Il refusa une cigarette que lui offrait Kovask, parut hésiter avant de demander :

— Vos relations avec lord Simons m’ont paru cordiales. Il est un ami de votre père ?

L’Américain réussit à produire un sourire mi-figue mi-raisin.

— Il y a certainement plus d’honneur à être son ami que celui de mon père. Ils se sont connus autrefois, et j’ai un peu forcé sur la note sentimentale pour obtenir une situation.

À nouveau, l’œil de l’Anglais se fit inquisiteur.

— Lord Simons se laisse difficilement attendrir. Vous avez eu beaucoup de chance d’être accepté par lui.

Moira, elle-même, paraissait intriguée. Il était temps de les apaiser à ce sujet.

— Disons qu’il s’agit du paiement d’une dette de gratitude. Un homme tel que notre grand patron ne peut supporter de devoir quelque chose à quelqu’un. Non, par reconnaissance ou sens de l’honneur, mais surtout, par orgueil.

— Pouvez-vous nous donner d’autres précisions ?

Kovask secoua la tête.

— Désolé, mais j’ignore tout de la question. Le silence qui suivit fut assez éprouvant. Le lieutenant commander ne se faisait pas trop de souci.
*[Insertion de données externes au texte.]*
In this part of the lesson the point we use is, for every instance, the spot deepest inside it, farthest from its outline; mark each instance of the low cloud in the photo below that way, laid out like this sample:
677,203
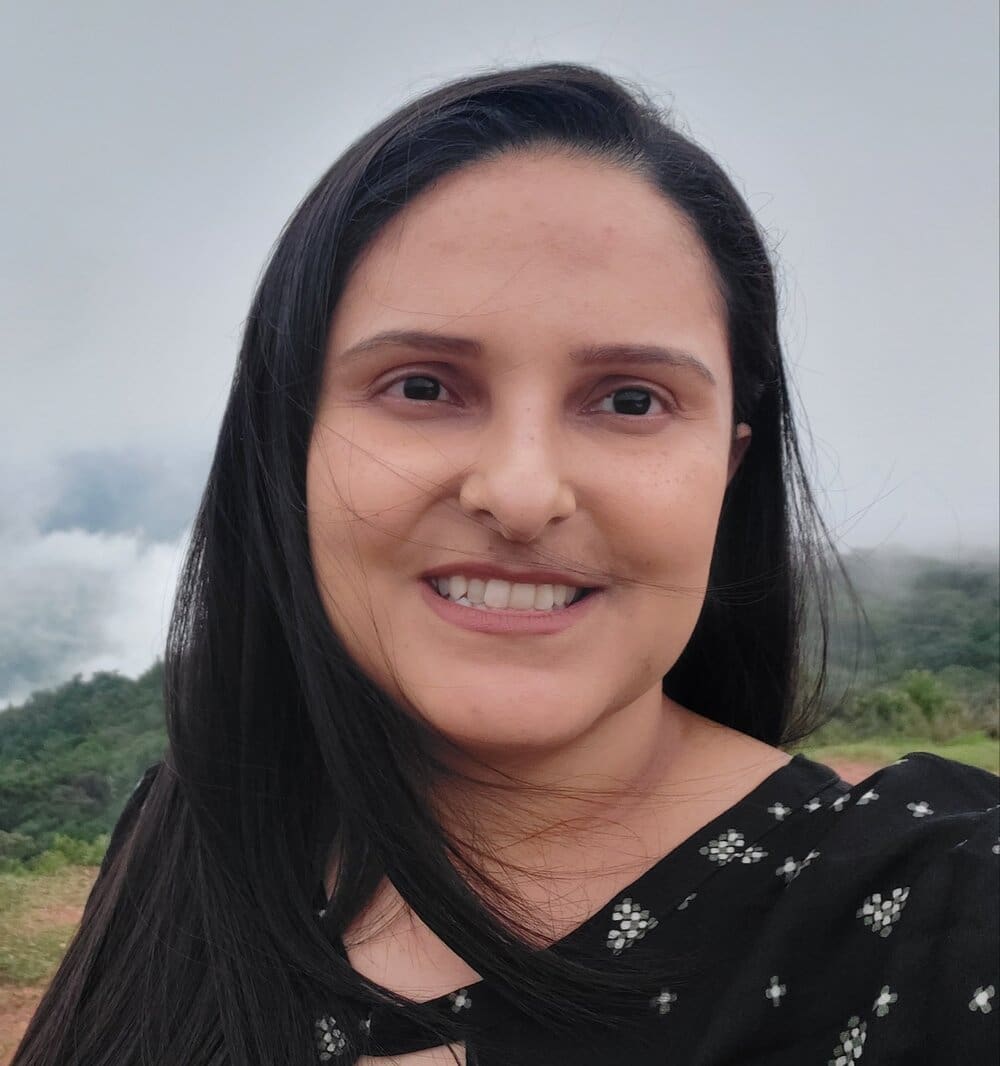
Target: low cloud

L’essentiel était de pouvoir leurrer le couple jusqu’au lendemain, c’est-à-dire jusqu’à l’intervention de ses collègues de l’O.N.I. Un peu plus de vingt-quatre heures, en fait.

— J’espère que vous pourrez nous fournir toutes explications au cours de cette semaine.

Il prit un air ennuyé.

— Je ne vais quand même pas demander à lord Simons des détails sur les motifs de sa reconnaissance envers mon père ?

— Débouillez-vous. C’est très important pour nous et ça pourrait être évidemment très utile.

Bien sûr, dans le cas où il se serait agi d’une histoire un peu malpropre, de façon à pouvoir en cas de nécessité obtenir le silence du vieux lord.

— Vous pouvez écrire à votre père, lui demander des précisions. Inventez un motif quelconque.

Kovask prit un air ennuyé pour mieux jouer son rôle et donna son accord. Lorsque la Jaguar métallisée de Francis Grant escalada le chemin, il aurait donné cher pour pouvoir la suivre.

Câline, Moira glissa son bras sous le sien.

— Content ?

— Oui. Je ne m’attendais pas à lui. Elle sourit.

— Pour qui allons-nous travailler exactement ? demanda-t-il.

Elle se détacha de lui, fit quelques pas sur la terrasse avant de se retourner.

— Que t’importe ?

— C’est interdit d’en parler ?

Faisant la moue de ses lèvres rondes, elle parut excédée.

— Écoute, si nous évitions de mélanger le travail et le plaisir ? Il nous reste encore un après-midi à passer ici. Nous pourrions rentrer dans la nuit. Qu’en penses-tu ?

— Tu as raison. Nous verrons tout cela un autre jour.